Mathias laughed. "Always 'as always'," he said. "Does nothing change in your world?"
"Many things have changed. Countless things, of a magnitude I would not in my childhood have believed possible." Lukas replied seriously, thinking of Emil and of their separation. Emil did not know the true nature of his work, and it was Lukas's intention that he never would.
"Understandable, I suppose," Mathias said thoughtfully. "Few children know that such people as us exist." he continued, leaning forward as if the music had captured his attention, though Lukas knew that it was simply his attitude of thought. He did not know how or when he had come to know him so intimately. How could he truly know someone who paid him for his company, someone for whom he felt nothing? Nothing, he reminded himself. The nature of the game was to keep the advantage, and here the advantage was emotional detachment. He had it, and he would not give it up easily or willingly.

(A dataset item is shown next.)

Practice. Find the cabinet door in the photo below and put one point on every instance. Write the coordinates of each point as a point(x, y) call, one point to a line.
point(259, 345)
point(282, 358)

"Such people as you." he corrected, taking a moment's pleasure from the fact that he was able to speak to the king as he liked. Sometimes he would taunt him, revelling in the power he possessed. Pitiful, he knew, but it was a source of satisfaction to him to sound the depths of the king's devotion.
"How would you describe yourself, then?" Mathias countered.

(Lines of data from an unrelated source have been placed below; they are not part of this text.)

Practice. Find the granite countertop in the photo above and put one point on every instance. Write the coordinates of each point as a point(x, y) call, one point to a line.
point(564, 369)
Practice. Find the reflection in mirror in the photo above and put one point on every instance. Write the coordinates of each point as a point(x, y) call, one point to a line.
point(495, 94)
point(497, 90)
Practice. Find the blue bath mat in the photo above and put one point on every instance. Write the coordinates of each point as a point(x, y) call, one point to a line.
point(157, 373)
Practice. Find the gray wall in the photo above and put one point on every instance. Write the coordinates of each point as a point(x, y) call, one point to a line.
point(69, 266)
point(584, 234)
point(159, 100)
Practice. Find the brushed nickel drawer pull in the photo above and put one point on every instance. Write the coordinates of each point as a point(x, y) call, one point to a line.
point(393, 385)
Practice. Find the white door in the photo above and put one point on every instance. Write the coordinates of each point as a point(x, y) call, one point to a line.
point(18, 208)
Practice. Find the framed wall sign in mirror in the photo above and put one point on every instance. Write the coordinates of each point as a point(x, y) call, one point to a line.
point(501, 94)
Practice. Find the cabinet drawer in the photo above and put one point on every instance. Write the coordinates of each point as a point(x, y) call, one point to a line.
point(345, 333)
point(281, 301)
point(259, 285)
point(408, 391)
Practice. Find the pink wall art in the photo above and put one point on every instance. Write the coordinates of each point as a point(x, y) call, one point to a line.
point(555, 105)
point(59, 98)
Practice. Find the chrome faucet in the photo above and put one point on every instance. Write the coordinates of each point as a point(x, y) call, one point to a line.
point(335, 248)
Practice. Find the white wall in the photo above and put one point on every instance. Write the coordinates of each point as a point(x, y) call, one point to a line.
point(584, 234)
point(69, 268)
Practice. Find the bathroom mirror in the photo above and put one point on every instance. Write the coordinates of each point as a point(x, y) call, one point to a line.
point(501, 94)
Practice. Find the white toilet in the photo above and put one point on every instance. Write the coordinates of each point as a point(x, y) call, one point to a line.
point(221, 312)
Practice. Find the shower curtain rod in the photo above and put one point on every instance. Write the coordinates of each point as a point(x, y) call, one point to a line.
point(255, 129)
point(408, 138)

"You are the lover," Lukas said. "And I am the one who is loved. My own feelings are immaterial, for I am merely a vessel for yours."
Mathias sighed and began to twist the buttons on his waistcoat, another of his little gestures that Lukas knew to mean frustration and confusion.
"I wish I could understand you," he said, his voice containing none of its usual levity. "But you seem so veiled to me. Can you not speak plainly?"
"There are a hundred other boys desperate for your attention," Lukas said shortly. "All of whom, I am sure, will be more than willing to do as you ask."
"I don't want them!" Mathias protested childishly. "I only want you!"
"You have me," Lukas replied. "And I am beholden to you, so you need not concern yourself with pleasing me."
Mathias turned away from him and closed his eyes, letting the music wash over him. It continued, ceaseless, an unbroken melodic chain that filled the gap between pieces with improvisation. Lukas waited for a moment or two, wondering if Mathias's childish desire for attention would put an end to his sulk, then, when it did not, stood up and flitted out. He sighed as he realised he would not be paid tonight, then retraced his steps back to his room where the candle still stood burning on his desk and his letter to Emil lay there, waiting to be sent.